Short Take: The Curse of the Cat People

Producer Val Lewton's Cat People was an enormous box-office success upon its release in 1942. His 1944 The Curse of the Cat People is ostensibly a sequel, but it is quite far removed from the subject of its predecessor. While it references the earlier film, and the cast returns to play the same characters, it seems to have been conceived as a stand-alone project. The connections to the earlier film are all but nominal. There's certainly nothing about the passions of love turning women into homicidal panthers. It's instead a story about a lonely little girl (Ann Carter) with a wayward imagination. Her flights of fancy concern her parents (Kent Smith and Jane Randolph, both from the earlier film), and the father attempts to police her behavior.

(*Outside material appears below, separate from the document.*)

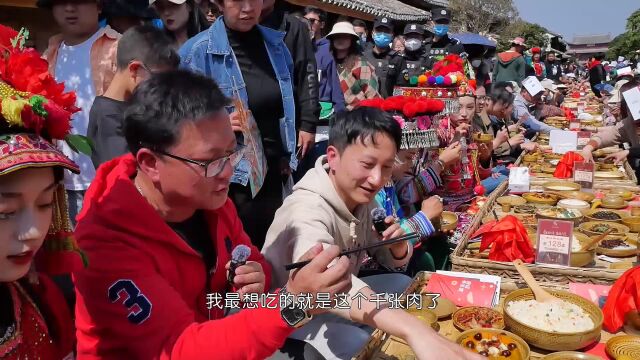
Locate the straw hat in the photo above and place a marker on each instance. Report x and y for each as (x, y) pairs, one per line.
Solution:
(343, 28)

But he only succeeds in making the girl retreat further inward. The two new friends she makes only complicate things. The first is the ghost of the father's first wife (Simone Simon, also from the earlier film). The second is an elderly actress (Julia Deen) who shares a house with a resentful, live-in adult daughter (Elizabeth Russell). DeWitt Bodean's screenplay is poorly developed. The girl's friendships with the ghost and the actress only illustrate the pathos of the girl's circumstances. These relationships don't intersect until the contrived, melodramatic finale, and they don't add any depth to the material. The film does a capable job of hitting obvious sentimental notes, but that's the most that can be said for it. Lewton, directors Gunther von Fritsch and Robert Wise, and the superb cinematographer Nicholas Musuraca otherwise treat the film as a platform for Gothic visuals, which are far more decorative than poetic. The cast also includes Eve March as the girl's kindergarten teacher, and Sir Lancelot as the parents' housekeeper.